Search code examples
pythonlistfrequencycustom-listsvocabulary

Check text/string for occurence of predefined list elements


I have several text files, which I want to compare against a vocabulary list consisting of expressions and single words. The desired output should be a dictionary containing all elements of that list as keys and their respective frequency in the textfile as value. To construct the vocabulary list I need to match two lists together,

list1 = ['accounting',..., 'yields', 'zero-bond']
list2 = ['accounting', 'actual cost', ..., 'zero-bond']
vocabulary_list = ['accounting', 'actual cost', ..., 'yields', 'zero-bond']

sample_text = "Accounting experts predict an increase in yields for zero-bond and yields for junk-bonds."

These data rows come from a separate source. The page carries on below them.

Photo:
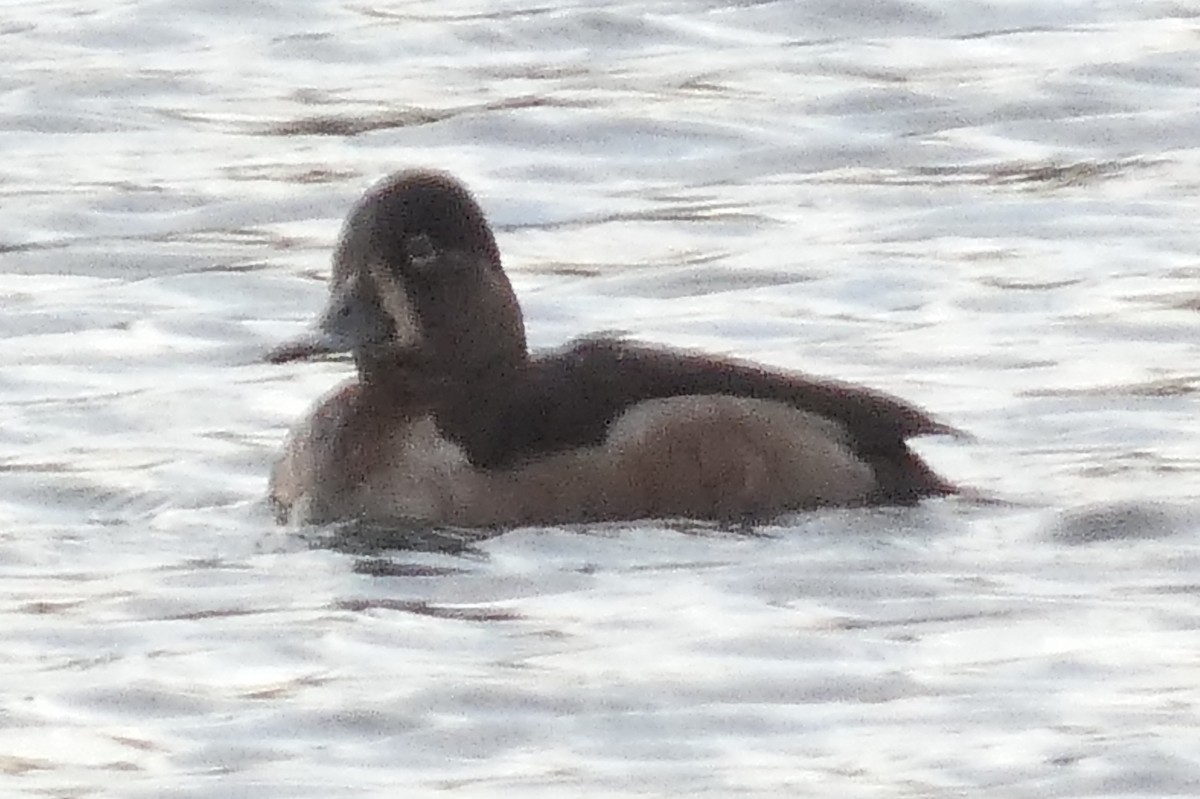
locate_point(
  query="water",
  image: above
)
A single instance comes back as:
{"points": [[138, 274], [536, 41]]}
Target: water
{"points": [[988, 209]]}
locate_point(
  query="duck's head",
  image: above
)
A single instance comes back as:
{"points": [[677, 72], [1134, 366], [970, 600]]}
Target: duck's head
{"points": [[417, 283]]}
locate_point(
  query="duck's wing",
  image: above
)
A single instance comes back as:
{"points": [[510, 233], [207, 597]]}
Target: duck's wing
{"points": [[570, 397]]}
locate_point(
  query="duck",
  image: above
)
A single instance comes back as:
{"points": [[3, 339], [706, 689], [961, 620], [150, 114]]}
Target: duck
{"points": [[450, 420]]}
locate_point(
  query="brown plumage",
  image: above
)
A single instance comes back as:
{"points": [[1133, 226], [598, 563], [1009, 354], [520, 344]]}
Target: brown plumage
{"points": [[451, 420]]}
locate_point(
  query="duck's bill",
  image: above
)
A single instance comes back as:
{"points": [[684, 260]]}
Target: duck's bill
{"points": [[311, 346]]}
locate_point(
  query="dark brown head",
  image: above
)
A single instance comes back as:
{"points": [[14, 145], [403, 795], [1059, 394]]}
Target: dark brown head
{"points": [[417, 282]]}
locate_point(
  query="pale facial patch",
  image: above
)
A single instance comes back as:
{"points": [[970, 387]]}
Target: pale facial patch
{"points": [[395, 302]]}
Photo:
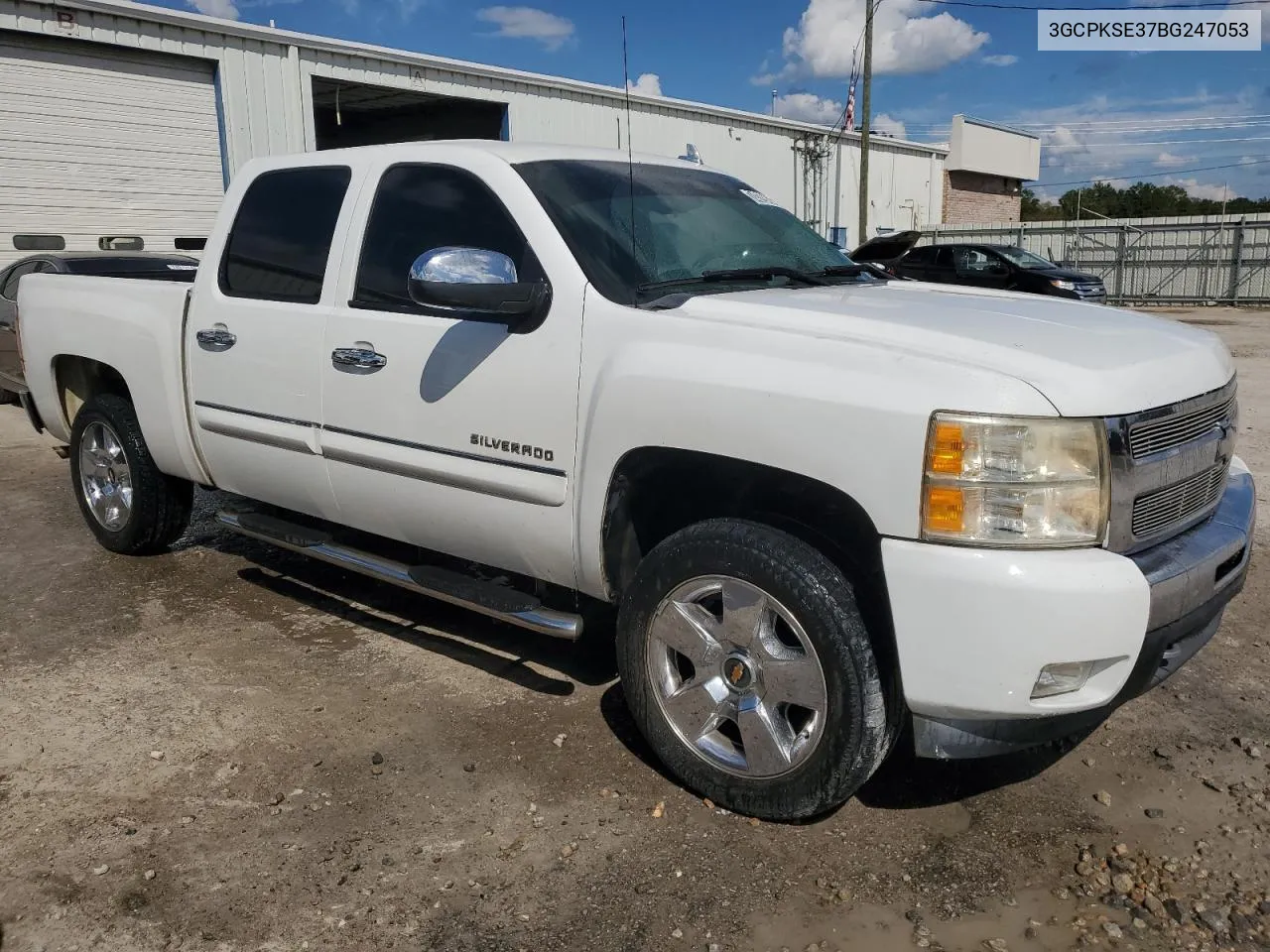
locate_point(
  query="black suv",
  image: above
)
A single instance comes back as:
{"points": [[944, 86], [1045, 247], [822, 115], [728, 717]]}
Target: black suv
{"points": [[983, 266]]}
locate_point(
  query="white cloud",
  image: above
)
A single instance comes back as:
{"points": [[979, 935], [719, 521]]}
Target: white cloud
{"points": [[222, 9], [649, 84], [1127, 140], [529, 23], [808, 107], [885, 123], [905, 39]]}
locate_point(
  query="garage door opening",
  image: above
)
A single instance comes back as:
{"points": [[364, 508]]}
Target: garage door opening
{"points": [[357, 114]]}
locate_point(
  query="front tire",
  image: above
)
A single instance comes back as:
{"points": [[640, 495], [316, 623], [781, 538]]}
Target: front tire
{"points": [[130, 506], [747, 667]]}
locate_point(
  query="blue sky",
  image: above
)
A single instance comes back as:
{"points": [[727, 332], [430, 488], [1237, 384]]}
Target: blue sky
{"points": [[1167, 116]]}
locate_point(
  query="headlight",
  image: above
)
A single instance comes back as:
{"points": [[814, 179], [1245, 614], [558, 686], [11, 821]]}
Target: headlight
{"points": [[1015, 481]]}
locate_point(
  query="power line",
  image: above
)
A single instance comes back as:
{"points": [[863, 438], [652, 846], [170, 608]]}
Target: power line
{"points": [[1079, 146], [1198, 5], [1152, 176], [1141, 126]]}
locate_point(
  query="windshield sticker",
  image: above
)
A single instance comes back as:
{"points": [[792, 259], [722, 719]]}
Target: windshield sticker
{"points": [[757, 197]]}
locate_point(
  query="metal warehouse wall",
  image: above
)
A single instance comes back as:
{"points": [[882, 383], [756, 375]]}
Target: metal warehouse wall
{"points": [[266, 99]]}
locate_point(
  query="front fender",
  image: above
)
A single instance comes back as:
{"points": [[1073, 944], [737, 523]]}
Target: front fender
{"points": [[847, 414]]}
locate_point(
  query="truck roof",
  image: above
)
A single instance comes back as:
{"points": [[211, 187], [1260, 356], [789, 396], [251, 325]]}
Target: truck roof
{"points": [[511, 153]]}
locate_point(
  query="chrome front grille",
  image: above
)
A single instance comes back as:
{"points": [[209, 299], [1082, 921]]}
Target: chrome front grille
{"points": [[1169, 467], [1159, 435], [1178, 503]]}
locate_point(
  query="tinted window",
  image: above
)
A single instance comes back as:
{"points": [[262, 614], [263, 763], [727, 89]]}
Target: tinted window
{"points": [[971, 259], [39, 243], [634, 226], [422, 207], [281, 239], [22, 271]]}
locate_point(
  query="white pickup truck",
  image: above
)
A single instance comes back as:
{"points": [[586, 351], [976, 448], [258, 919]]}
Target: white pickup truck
{"points": [[828, 507]]}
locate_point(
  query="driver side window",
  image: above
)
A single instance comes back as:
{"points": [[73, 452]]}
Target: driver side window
{"points": [[423, 207]]}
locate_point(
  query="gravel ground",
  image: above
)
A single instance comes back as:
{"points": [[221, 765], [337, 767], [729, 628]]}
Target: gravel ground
{"points": [[230, 748]]}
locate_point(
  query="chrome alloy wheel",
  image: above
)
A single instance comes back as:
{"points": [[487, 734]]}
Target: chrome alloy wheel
{"points": [[737, 676], [105, 477]]}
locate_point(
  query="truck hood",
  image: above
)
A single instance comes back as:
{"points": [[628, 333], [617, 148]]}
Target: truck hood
{"points": [[1086, 359]]}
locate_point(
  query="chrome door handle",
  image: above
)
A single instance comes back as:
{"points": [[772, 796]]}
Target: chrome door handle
{"points": [[358, 357], [217, 336]]}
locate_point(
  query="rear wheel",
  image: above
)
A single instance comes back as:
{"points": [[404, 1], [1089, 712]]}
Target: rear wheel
{"points": [[130, 506], [748, 669]]}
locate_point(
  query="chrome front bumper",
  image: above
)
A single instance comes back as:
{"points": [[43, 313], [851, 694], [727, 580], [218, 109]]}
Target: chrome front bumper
{"points": [[1192, 578]]}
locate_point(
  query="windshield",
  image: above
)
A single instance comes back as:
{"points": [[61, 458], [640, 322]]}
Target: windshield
{"points": [[688, 222], [1025, 259]]}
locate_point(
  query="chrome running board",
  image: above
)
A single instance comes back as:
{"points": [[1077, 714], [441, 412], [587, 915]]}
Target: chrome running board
{"points": [[484, 597]]}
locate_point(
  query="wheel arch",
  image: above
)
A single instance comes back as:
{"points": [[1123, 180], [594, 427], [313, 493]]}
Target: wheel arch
{"points": [[80, 379], [656, 492]]}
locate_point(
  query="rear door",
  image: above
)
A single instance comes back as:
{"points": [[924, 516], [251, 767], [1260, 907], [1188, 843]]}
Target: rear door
{"points": [[916, 263], [942, 268], [980, 268], [461, 435], [254, 339]]}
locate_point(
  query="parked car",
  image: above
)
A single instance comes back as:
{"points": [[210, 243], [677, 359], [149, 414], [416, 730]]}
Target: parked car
{"points": [[825, 504], [880, 253], [982, 266], [117, 264]]}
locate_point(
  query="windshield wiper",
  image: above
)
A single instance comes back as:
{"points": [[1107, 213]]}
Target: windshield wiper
{"points": [[851, 271], [761, 273]]}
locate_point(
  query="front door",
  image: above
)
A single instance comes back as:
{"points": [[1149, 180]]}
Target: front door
{"points": [[980, 268], [454, 434], [254, 340]]}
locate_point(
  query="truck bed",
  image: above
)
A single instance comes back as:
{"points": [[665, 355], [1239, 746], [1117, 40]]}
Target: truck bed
{"points": [[128, 325]]}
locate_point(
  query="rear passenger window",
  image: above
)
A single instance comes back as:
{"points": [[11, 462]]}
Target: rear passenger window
{"points": [[423, 207], [281, 239]]}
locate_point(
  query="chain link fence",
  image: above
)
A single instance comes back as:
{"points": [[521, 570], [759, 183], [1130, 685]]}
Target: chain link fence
{"points": [[1193, 261]]}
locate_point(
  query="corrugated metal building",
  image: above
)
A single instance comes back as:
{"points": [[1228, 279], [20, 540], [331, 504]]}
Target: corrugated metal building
{"points": [[121, 123]]}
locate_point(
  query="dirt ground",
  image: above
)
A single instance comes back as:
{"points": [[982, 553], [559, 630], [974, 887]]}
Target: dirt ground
{"points": [[230, 748]]}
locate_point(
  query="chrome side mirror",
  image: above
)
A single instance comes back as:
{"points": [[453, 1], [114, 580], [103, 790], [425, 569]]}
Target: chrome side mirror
{"points": [[462, 266], [471, 284]]}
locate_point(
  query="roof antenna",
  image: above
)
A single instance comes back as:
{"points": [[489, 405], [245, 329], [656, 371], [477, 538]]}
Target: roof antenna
{"points": [[630, 159]]}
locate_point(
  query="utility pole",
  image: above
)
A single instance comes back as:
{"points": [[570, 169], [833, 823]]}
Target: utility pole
{"points": [[864, 126]]}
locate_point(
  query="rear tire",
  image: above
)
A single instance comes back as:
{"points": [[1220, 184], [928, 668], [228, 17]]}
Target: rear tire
{"points": [[130, 506], [747, 667]]}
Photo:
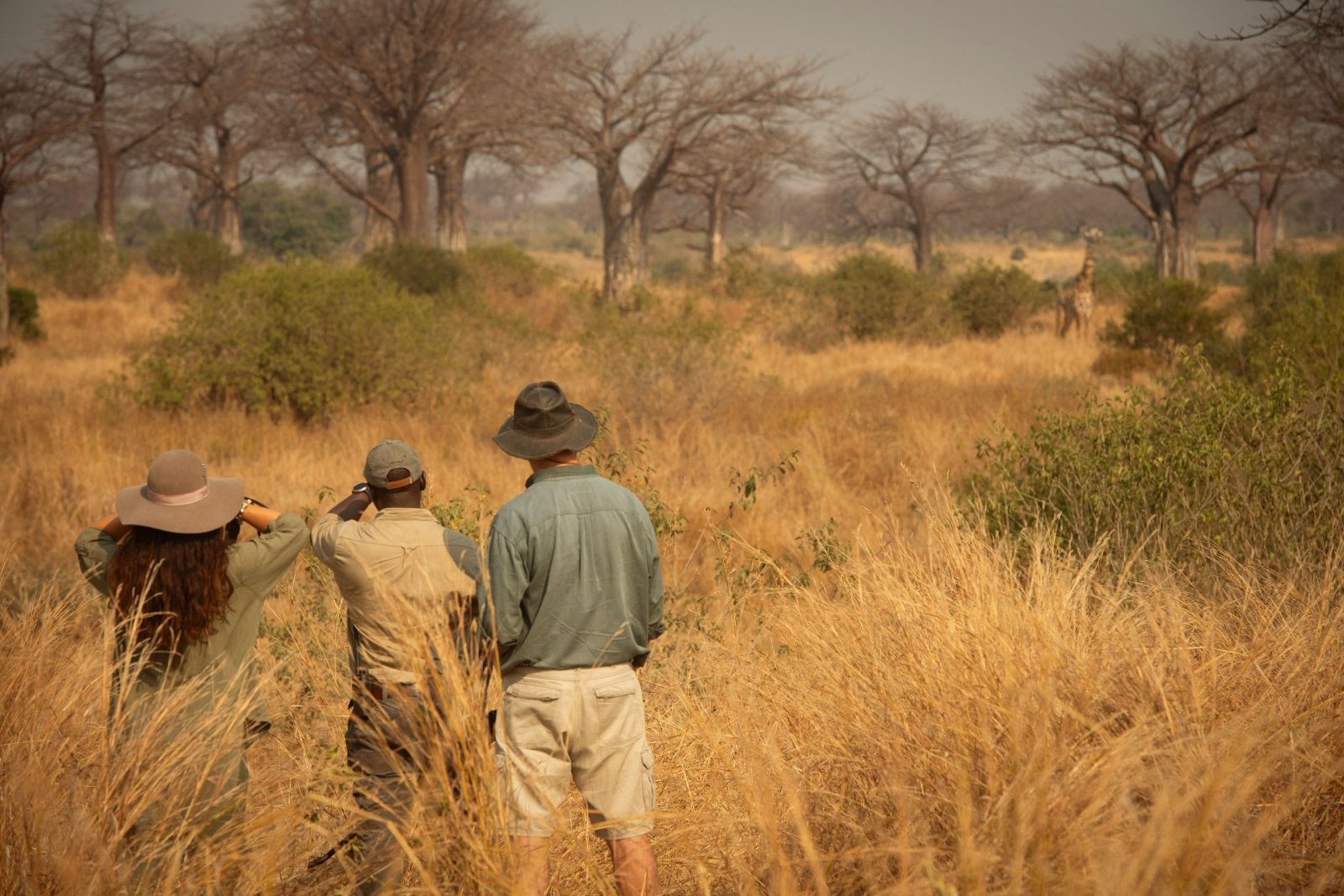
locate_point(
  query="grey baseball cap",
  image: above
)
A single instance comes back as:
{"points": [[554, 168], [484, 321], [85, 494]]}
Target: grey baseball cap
{"points": [[387, 456]]}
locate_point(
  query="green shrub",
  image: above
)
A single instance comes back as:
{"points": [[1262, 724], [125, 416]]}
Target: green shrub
{"points": [[78, 264], [418, 269], [24, 315], [874, 297], [293, 221], [1296, 302], [1205, 464], [299, 338], [506, 269], [682, 362], [199, 258], [1166, 315], [990, 300]]}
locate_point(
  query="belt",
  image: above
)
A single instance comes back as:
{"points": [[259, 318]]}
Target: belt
{"points": [[381, 692]]}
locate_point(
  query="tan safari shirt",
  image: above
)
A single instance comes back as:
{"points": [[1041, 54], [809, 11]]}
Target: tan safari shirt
{"points": [[403, 577]]}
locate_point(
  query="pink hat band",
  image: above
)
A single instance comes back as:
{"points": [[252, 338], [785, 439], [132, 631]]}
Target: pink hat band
{"points": [[178, 500]]}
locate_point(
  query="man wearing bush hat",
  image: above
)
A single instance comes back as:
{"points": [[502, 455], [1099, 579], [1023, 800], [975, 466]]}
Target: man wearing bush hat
{"points": [[575, 595], [403, 578]]}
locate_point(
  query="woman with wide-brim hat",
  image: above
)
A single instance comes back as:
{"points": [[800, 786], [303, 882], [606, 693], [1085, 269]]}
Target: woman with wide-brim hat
{"points": [[187, 602]]}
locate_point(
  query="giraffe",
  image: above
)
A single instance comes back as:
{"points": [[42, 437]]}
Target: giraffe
{"points": [[1074, 304]]}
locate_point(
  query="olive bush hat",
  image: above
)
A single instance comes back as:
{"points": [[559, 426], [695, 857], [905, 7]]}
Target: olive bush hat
{"points": [[544, 423], [179, 497]]}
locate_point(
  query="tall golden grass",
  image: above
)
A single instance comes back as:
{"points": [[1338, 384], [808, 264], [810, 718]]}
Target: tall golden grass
{"points": [[936, 716]]}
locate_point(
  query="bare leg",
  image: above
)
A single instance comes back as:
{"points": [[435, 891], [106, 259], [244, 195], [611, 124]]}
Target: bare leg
{"points": [[636, 871], [534, 860]]}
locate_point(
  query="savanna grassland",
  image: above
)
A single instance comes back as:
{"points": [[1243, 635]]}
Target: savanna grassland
{"points": [[859, 691]]}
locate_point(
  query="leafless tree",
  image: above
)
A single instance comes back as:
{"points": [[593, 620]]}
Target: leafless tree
{"points": [[386, 76], [1283, 149], [1152, 125], [632, 113], [730, 170], [921, 159], [98, 60], [221, 123], [31, 116]]}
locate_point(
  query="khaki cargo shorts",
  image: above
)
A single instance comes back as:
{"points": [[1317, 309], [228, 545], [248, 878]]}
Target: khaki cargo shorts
{"points": [[586, 725]]}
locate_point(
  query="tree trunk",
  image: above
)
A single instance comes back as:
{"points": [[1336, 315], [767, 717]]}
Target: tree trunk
{"points": [[1164, 246], [412, 165], [228, 222], [378, 183], [6, 351], [625, 250], [1187, 231], [450, 177], [105, 203], [921, 231], [716, 224], [1263, 234]]}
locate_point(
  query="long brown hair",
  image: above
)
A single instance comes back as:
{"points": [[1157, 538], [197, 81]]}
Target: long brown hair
{"points": [[185, 582]]}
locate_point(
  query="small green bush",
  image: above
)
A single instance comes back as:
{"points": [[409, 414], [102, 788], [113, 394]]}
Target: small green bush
{"points": [[418, 269], [24, 315], [297, 338], [1166, 315], [1200, 465], [682, 362], [506, 269], [1296, 302], [874, 297], [199, 258], [78, 264], [293, 222], [990, 300]]}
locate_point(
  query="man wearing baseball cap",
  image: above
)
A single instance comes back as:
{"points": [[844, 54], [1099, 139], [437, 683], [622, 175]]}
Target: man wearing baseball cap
{"points": [[575, 595], [405, 579]]}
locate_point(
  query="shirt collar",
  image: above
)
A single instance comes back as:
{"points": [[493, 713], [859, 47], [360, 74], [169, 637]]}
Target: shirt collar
{"points": [[561, 473]]}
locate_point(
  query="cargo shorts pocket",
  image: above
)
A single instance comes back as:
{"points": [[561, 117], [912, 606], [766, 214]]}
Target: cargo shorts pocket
{"points": [[528, 715], [620, 712]]}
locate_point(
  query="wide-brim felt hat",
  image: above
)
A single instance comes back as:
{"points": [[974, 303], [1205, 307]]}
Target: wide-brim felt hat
{"points": [[178, 496], [544, 423]]}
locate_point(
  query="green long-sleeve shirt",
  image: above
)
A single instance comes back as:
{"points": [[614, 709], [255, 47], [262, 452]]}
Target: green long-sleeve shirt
{"points": [[575, 574], [255, 569]]}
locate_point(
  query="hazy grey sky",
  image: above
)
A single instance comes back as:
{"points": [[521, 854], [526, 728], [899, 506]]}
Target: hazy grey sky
{"points": [[979, 56]]}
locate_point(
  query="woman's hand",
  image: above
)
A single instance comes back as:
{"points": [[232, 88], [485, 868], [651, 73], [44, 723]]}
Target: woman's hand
{"points": [[113, 526], [257, 516]]}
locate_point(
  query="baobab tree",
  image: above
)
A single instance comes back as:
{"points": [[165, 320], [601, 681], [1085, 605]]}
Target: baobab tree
{"points": [[221, 121], [921, 157], [1155, 125], [98, 62], [729, 172], [633, 113], [386, 76], [31, 116]]}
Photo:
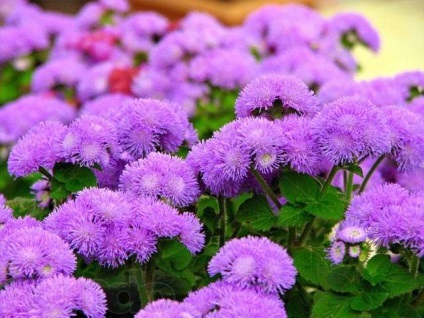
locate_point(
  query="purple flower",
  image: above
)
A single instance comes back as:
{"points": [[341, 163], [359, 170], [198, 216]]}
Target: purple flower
{"points": [[301, 150], [165, 221], [407, 138], [147, 125], [274, 96], [336, 252], [349, 128], [168, 309], [162, 176], [354, 28], [62, 296], [253, 262], [90, 140], [220, 299], [36, 253], [351, 232], [36, 149], [19, 116]]}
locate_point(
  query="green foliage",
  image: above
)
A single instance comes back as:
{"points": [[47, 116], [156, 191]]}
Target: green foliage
{"points": [[312, 265]]}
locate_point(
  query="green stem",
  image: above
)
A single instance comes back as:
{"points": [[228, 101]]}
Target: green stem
{"points": [[44, 172], [414, 265], [222, 216], [141, 284], [265, 187], [370, 173], [327, 183], [349, 186]]}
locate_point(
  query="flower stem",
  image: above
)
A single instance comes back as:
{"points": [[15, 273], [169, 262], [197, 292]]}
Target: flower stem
{"points": [[349, 186], [370, 173], [414, 265], [45, 173], [265, 187], [327, 183], [222, 204], [140, 279]]}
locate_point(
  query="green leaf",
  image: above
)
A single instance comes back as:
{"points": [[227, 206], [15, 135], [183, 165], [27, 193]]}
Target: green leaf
{"points": [[368, 301], [24, 206], [334, 306], [257, 213], [312, 265], [344, 279], [291, 215], [74, 177], [175, 253], [377, 269], [299, 187], [58, 190], [355, 168], [330, 206], [399, 281]]}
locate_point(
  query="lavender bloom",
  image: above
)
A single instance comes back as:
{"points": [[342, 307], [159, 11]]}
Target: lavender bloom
{"points": [[353, 27], [160, 175], [90, 140], [301, 150], [349, 128], [227, 69], [165, 221], [407, 138], [224, 300], [40, 189], [274, 96], [168, 309], [56, 73], [225, 159], [146, 125], [62, 296], [36, 253], [105, 105], [17, 117], [390, 215], [36, 149], [253, 262], [336, 252]]}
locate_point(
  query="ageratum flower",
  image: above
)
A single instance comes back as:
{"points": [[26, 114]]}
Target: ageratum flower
{"points": [[407, 138], [168, 309], [221, 299], [301, 151], [273, 96], [36, 149], [147, 125], [162, 176], [19, 116], [390, 215], [36, 253], [253, 262], [349, 128], [165, 221], [90, 140]]}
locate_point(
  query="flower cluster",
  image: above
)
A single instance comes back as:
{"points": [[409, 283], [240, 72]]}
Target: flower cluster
{"points": [[254, 270], [110, 226]]}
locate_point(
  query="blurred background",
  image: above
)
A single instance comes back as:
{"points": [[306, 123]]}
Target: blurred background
{"points": [[399, 22]]}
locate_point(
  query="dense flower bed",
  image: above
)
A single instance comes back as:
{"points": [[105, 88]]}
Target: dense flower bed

desired_output = ['accounting':1, 'actual cost':0, ..., 'yields':2, 'zero-bond':1]

what I tried:

def word_frequency(fileobj, words):
     """Build a Counter of specified words in fileobj""" 
     # initialise the counter to 0 for each word 
    ct = Counter(dict((w, 0) for w in words)) 
    file_words = (word for line in fileobj for word in line)             
    filtered_words = (word for word in file_words if word in words)       
    return Counter(filtered_words)

 def print_summary(filepath, ct): 
    words = sorted(ct.keys()) 
    counts = [str(ct[k]) for k in words] with open(filepath[:-4] + '_dict' + '.txt', mode = 'w') as outfile: 
    outfile.write('{0}\n{1}\n{2}\n\n'.format(filepath,', '.join(words),', '.join(counts))) 
    return outfile 

Is there any way to do this in Python? I figured out how to manage this with a vocabulary list of single words (1token) but couldnt figure out a solution for the multiple-word case?


Solution

  • If you want to consider words ending with punctuation you will need to clean the text also i.e 'yields' and 'yields!'

    from collections import Counter
    c = Counter()
    import re
    
    vocabulary_list = ['accounting', 'actual cost','yields', 'zero-bond']
    d = {k: 0 for k in vocabulary_list}
    sample_text = "Accounting experts predict actual costs an increase in yields for zero-bond and yields for junk-bonds.".lower()
    splitted = set(sample_text.split())
    c.update(splitted) # get count of all words 
    
    for k in d:
        spl = k.split()
        ln = len(spl)
        # if we have multiple words we cannot split
        if ln > 1:
            check = re.findall(r'\b{0}\b'.format(k),sample_text)
            if check:
                d[k] += len(check)
        # else we are looking for a single word
        elif k in splitted:
            d[k] += c[k]
    print(d)
    

    To chain all the lists into a single vocab dict:

    from collections import Counter
    from itertools import chain
    import re
    
    c = Counter()
    
    l1,l2 = ['accounting', 'actual cost'], ['yields', 'zero-bond']
    vocabulary_dict  = {k:0 for k in chain(l1,l2)}
    print(vocabulary_dict)
    sample_text = "Accounting experts predict actual costs an increase in yields for zero-bond and yields for junk-bonds.".lower()
    splitted = sample_text.split()
    c.update(splitted)
    
    for k in vocabulary_dict:
        spl = k.split()
        ln = len(spl)
        if ln > 1:
            check = re.findall(r'\b{0}\b'.format(k),sample_text)
            if check:
                vocabulary_dict[k] += len(check)
        elif k in sample_text.split():
            vocabulary_dict[k] += c[k]
    print(vocabulary_dict)
    

    You could create two dicts one for phrases and the other for words and do a pass over each.